Obama is done with all that, but there are midterms ahead, and Perry's swipe at the president’s border policy illustrates and probably reinforces the president's unpopularity in Texas. And it comes on the eve of a fundraising trip that will take the president to Dallas and to Austin this week — but not to the border. On Monday, Obama invited Perry to meet him on the tarmac when he lands in Austin. Perry replied with an invitation to sit down and talk about the border while he's in Texas; he didn't get an immediate reply, but he did provide a fresh headline for the continuing story.
This latest border skirmish was brought on by a large increase in the number of unaccompanied child immigrants who are being housed in the U.S. while the authorities try to figure out what should happen next. The state is calling on the federal government to act. The federal government has been stuck in a finger-pointing squabble between the executive and legislative branches. And local governments are jumping in; Dallas County Judge Clay Jenkins said last month that 2,000 of the immigrants could be housed up there by the end of this month.
Perry has played good cop and bad cop, initially blasting the administration for letting the problem fester and become a crisis, and then saying he was not interested in credit and blame.
At a field hearing in Texas last week, the governor told federal officials that the U.S. should immediately deport the children who have arrived at the U.S. border without immigration documentation. And he repeated a longstanding request that the federal government reimburse the state for costs it has incurred securing its southern border.
“Allowing them to remain here will only encourage the next group of individuals to undertake this dangerous and life-threatening journey here,” Perry said, arguing that immediate deportation is the best path.
Perry avoided confrontation. “I'm tired of pointing fingers and blaming people,” he said there. “I hope what we can do is come up with some solutions here.”
In last weekend’s interview, he changed gears, saying Obama has known this problem was mounting and should have done something about it earlier.
“The president has sent powerful messages time after time — by his policies, by nuances — that it is okay to come to the United States and you can come across and you'll be accepted in open arms,” he said. “That is the real issue.”

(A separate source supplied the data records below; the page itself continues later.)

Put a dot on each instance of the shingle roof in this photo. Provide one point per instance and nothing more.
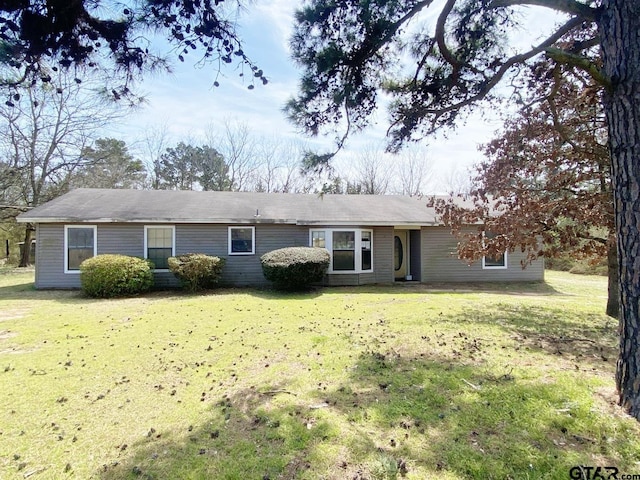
(166, 206)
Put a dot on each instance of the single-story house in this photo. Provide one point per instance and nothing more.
(371, 238)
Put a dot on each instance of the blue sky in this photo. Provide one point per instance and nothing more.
(188, 106)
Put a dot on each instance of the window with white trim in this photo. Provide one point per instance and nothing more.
(350, 248)
(159, 245)
(80, 243)
(496, 262)
(242, 240)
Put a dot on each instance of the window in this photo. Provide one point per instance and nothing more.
(344, 251)
(80, 243)
(159, 245)
(499, 261)
(318, 239)
(242, 240)
(350, 249)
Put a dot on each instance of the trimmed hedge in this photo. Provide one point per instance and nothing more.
(109, 275)
(197, 271)
(295, 268)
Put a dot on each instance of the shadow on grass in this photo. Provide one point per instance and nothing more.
(589, 338)
(439, 415)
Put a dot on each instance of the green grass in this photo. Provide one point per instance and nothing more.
(346, 383)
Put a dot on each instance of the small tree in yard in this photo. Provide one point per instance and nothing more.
(549, 176)
(197, 271)
(295, 268)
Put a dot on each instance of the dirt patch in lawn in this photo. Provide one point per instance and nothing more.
(12, 314)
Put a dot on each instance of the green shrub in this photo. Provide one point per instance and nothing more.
(295, 268)
(109, 275)
(197, 271)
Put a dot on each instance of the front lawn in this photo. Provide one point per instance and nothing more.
(342, 383)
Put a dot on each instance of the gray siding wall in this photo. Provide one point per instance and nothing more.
(50, 259)
(128, 239)
(440, 262)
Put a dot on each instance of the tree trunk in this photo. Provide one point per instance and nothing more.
(619, 27)
(25, 256)
(613, 298)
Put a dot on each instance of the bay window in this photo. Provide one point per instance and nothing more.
(159, 245)
(350, 249)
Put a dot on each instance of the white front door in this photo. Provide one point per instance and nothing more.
(400, 254)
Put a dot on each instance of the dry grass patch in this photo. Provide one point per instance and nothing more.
(358, 383)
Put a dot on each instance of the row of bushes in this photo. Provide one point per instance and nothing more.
(110, 275)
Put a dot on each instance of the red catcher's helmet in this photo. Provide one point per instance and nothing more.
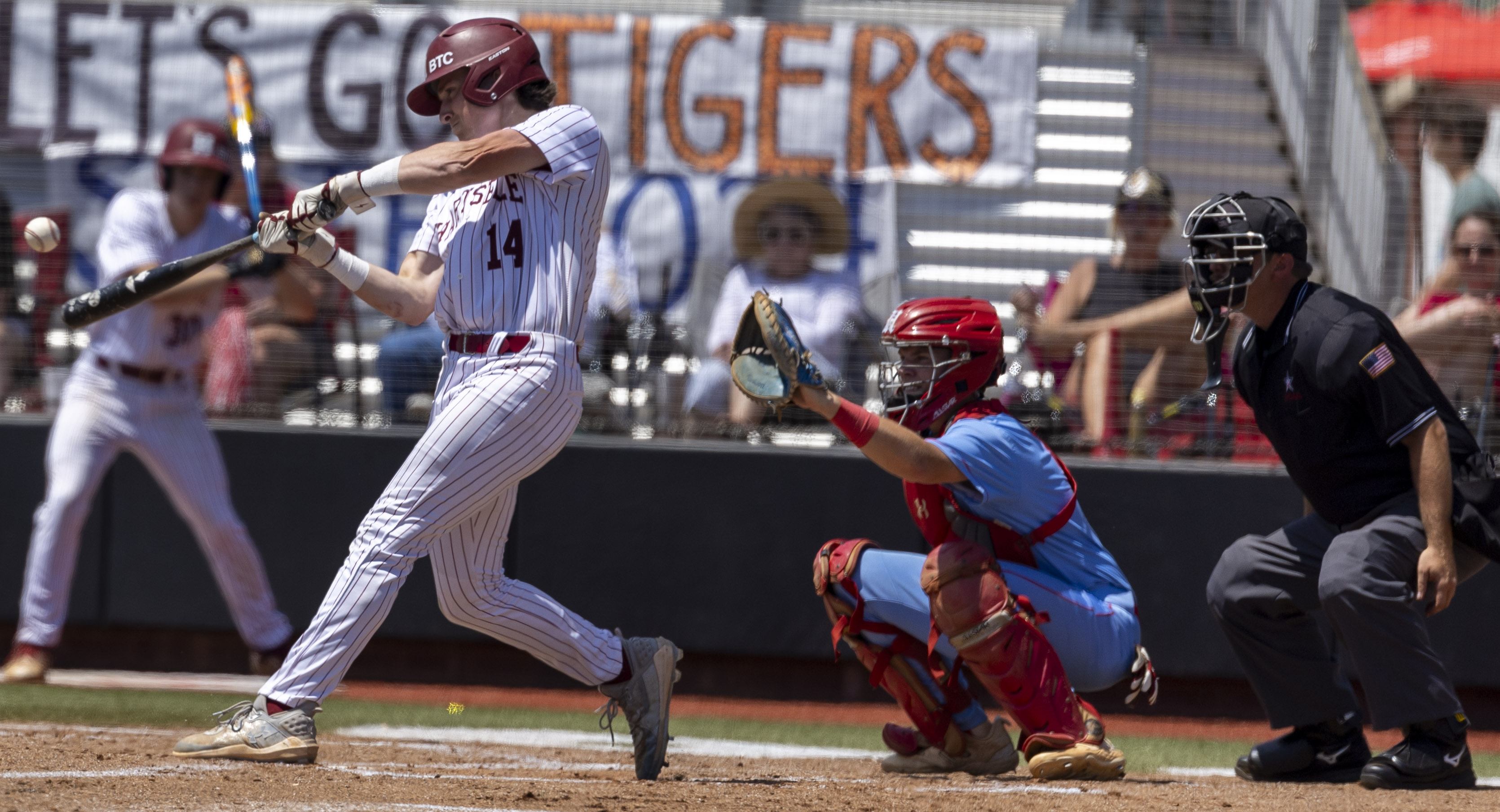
(970, 329)
(499, 53)
(199, 143)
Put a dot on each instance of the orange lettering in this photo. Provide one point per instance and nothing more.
(773, 79)
(640, 59)
(729, 108)
(874, 99)
(959, 168)
(561, 26)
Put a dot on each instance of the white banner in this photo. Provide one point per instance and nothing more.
(675, 95)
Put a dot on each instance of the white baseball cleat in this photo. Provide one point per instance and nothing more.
(26, 664)
(988, 755)
(248, 732)
(645, 699)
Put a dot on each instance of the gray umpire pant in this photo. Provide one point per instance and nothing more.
(1364, 577)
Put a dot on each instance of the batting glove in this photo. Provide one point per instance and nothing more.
(320, 206)
(275, 234)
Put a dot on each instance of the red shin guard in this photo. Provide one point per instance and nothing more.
(1000, 642)
(890, 667)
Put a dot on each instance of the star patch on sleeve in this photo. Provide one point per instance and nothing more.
(1377, 362)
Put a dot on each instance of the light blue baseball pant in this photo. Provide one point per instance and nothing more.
(1094, 639)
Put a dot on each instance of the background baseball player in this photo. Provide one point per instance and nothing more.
(506, 257)
(1018, 584)
(134, 390)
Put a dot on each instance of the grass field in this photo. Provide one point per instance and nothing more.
(36, 703)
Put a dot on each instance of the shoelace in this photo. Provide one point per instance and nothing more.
(234, 715)
(607, 720)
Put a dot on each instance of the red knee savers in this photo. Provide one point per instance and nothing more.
(890, 667)
(1001, 645)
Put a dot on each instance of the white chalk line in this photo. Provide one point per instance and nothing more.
(543, 737)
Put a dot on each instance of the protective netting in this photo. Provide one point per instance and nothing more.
(847, 156)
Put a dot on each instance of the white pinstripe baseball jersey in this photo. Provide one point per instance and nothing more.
(518, 252)
(137, 233)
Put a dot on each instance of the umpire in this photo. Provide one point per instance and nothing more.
(1370, 441)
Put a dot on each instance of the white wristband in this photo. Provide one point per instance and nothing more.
(349, 269)
(380, 180)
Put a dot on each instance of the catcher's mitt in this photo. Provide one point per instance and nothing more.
(768, 360)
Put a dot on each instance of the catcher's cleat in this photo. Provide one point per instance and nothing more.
(1052, 757)
(988, 755)
(27, 664)
(248, 732)
(645, 699)
(1434, 755)
(1328, 753)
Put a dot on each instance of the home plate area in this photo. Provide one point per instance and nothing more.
(377, 768)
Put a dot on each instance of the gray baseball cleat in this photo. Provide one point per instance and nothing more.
(645, 699)
(248, 732)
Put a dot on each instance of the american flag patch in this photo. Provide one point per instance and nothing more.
(1377, 362)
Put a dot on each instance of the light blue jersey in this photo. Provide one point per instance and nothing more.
(1013, 478)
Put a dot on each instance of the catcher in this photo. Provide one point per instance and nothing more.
(1018, 586)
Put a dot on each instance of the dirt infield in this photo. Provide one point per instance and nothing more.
(68, 768)
(839, 714)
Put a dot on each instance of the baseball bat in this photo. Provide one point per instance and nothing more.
(132, 290)
(238, 80)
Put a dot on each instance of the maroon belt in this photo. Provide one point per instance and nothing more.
(477, 343)
(140, 373)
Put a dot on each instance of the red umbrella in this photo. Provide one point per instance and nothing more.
(1433, 41)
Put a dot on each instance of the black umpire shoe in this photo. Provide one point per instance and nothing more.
(1434, 755)
(1331, 753)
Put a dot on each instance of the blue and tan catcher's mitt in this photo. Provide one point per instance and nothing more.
(768, 360)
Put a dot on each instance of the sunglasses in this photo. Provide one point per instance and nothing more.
(1477, 251)
(791, 234)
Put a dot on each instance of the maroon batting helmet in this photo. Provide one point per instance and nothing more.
(499, 53)
(970, 329)
(195, 143)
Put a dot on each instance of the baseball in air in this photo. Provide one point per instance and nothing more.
(43, 234)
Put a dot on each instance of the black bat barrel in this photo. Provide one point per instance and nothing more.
(122, 294)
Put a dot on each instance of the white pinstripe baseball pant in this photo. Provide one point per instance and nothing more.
(100, 416)
(497, 420)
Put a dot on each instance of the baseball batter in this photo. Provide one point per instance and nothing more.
(134, 390)
(506, 257)
(1018, 586)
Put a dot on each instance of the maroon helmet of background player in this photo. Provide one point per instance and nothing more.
(195, 143)
(968, 329)
(499, 53)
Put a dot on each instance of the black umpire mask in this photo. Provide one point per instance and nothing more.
(1231, 237)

He got some support from an old ally on the other side of the aisle. U.S. Rep. Henry Cuellar, D-Laredo, was Perry’s first secretary of state — a posting that includes minding the relationship between Texas and Mexico. He said over the weekend that the Obama administration’s efforts on the border have fallen short.
The Democratic congressman didn’t go as far as his former colleague in the Texas House, but he joined Republicans in Texas and in Congress who have been critical of the federal government.
“With all due respect to the administration, they are one step behind,” Cuellar told CNN. “They should have seen this coming a long time ago, because we saw those numbers increasing.
“There is an incentive that if you bring a child over here or you are a child by yourself, you are going to be let go,” Cuellar added. “Our immigration courts are so backlogged, there’s not enough detention spaces, and therefore, this is the incentive that we have to take away.”
On Monday, White House spokesman Josh Earnest was quoted in The Hill saying most of the children will be going back where they came from. “If those children do not have a legal basis for remaining in this country — and as I mentioned, it's unlikely that those children will be likely to qualify for humanitarian relief — they'll be sent home,” he said.
Earnest also said the courts are not keeping up with the cases and suggested that would be a part of the administration’s call for congressional help.
That’s not likely to end the debate before the president’s visit to Texas this week or to remove it from the list of issues under conversation in this year’s elections. From a political standpoint, that puts the governor right where he likes to be — at the front of a pack of angry voters, pointing his finger at Washington, D.C.